Aunque charlar con él me fuera a servir para el guión, bajo ningún punto
de vista tendría que haberle dicho que sí al Ñato. Y no porque los planes basados en el utilitarismo de personas suelan
terminar mal, como si recibiésemos nuestro merecido por actitudes tan feas,
sino porque lisa y llanamente El Ñato es de esos amigos que, de alguna u otra
manera, siempre se las terminan ingeniando para meterte gratuitamente en sus
problemas. O sea: ver al Ñato ya es en sí misma una invitación segura a
terminar mal.
Él es de esos tipos que un día heredan un millón de dólares y al
día siguiente, sin que puedas entender cómo hicieron, deben un millón y medio.
Demasiado vértigo para mí, ahora que me acostumbré a la vida deliciosamente
estable y rutinaria de alguien que vive y trabaja como un guionista
medianamente encaminado.
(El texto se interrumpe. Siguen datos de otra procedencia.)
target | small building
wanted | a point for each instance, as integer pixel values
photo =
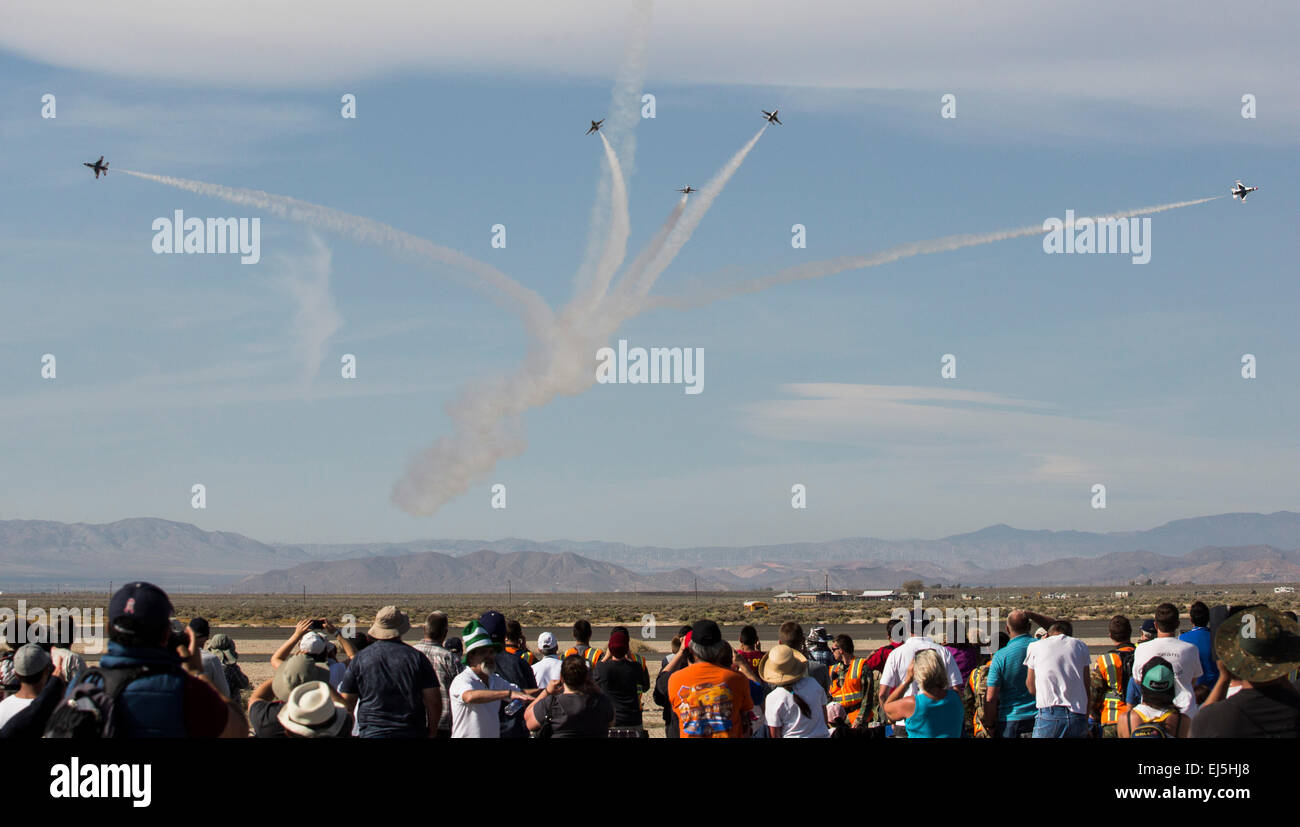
(879, 594)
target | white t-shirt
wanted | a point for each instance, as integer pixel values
(1061, 672)
(11, 706)
(476, 721)
(783, 711)
(1186, 659)
(898, 661)
(547, 670)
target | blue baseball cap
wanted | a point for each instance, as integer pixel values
(139, 607)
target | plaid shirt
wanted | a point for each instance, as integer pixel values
(446, 666)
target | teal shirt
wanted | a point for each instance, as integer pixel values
(1008, 672)
(936, 719)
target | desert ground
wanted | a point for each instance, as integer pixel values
(260, 623)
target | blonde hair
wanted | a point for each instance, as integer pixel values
(928, 670)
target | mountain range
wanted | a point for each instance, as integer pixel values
(1227, 548)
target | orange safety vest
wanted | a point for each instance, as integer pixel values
(978, 717)
(527, 657)
(846, 687)
(1112, 667)
(589, 653)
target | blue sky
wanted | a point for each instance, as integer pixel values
(1071, 369)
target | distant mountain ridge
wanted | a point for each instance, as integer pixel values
(1227, 548)
(999, 542)
(481, 572)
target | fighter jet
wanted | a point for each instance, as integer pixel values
(99, 167)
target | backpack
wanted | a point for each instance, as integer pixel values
(90, 710)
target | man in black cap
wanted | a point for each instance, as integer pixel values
(1259, 648)
(169, 696)
(514, 670)
(709, 697)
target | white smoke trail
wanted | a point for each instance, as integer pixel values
(831, 267)
(620, 124)
(633, 278)
(497, 285)
(681, 230)
(486, 418)
(620, 226)
(316, 317)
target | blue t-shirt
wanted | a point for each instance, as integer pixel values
(936, 719)
(389, 678)
(1204, 643)
(1008, 672)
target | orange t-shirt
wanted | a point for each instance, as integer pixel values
(710, 701)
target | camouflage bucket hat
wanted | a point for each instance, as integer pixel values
(1259, 644)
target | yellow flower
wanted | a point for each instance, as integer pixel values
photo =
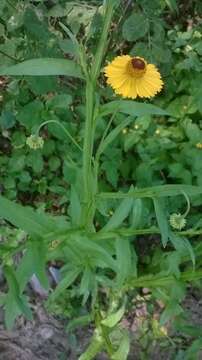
(132, 77)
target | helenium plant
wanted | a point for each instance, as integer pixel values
(100, 261)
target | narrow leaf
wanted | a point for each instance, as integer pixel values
(120, 214)
(132, 108)
(75, 207)
(124, 347)
(155, 191)
(69, 278)
(113, 319)
(162, 220)
(123, 256)
(26, 218)
(43, 67)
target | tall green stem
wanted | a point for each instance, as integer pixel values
(90, 122)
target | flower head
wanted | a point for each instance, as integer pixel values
(132, 77)
(35, 142)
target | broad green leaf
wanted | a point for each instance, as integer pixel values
(43, 67)
(120, 214)
(161, 216)
(154, 192)
(135, 27)
(26, 218)
(123, 349)
(113, 319)
(132, 108)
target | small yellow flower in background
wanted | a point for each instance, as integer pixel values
(35, 142)
(132, 77)
(177, 221)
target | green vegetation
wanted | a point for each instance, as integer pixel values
(87, 176)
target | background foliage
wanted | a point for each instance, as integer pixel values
(150, 151)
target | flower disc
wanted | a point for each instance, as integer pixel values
(132, 77)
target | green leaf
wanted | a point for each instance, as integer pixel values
(183, 246)
(137, 215)
(68, 279)
(75, 207)
(123, 256)
(96, 251)
(135, 27)
(113, 319)
(154, 192)
(172, 310)
(26, 218)
(15, 303)
(60, 101)
(31, 114)
(132, 108)
(93, 349)
(161, 216)
(123, 349)
(7, 120)
(120, 214)
(43, 67)
(33, 262)
(113, 134)
(79, 322)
Supongo que es uno de los motivos por los cuales venía
viéndolo poco, o más bien esquivándolo.
Pero resulta que el jueves pasado El Ñato irrumpió súbitamente en el
chat y me insistió: “dale, juntémonos a charlar tranquilos y nos ponemos al
día; de paso, te cuento sobre mi flamante vida como jugador de poker
profesional por internet”.
Lo único que faltaba: de importador de productos de perfumería
ecuatoriana para supermercados chinos a
subtitulador de películas porno y de ahí a jugar al poker por internet.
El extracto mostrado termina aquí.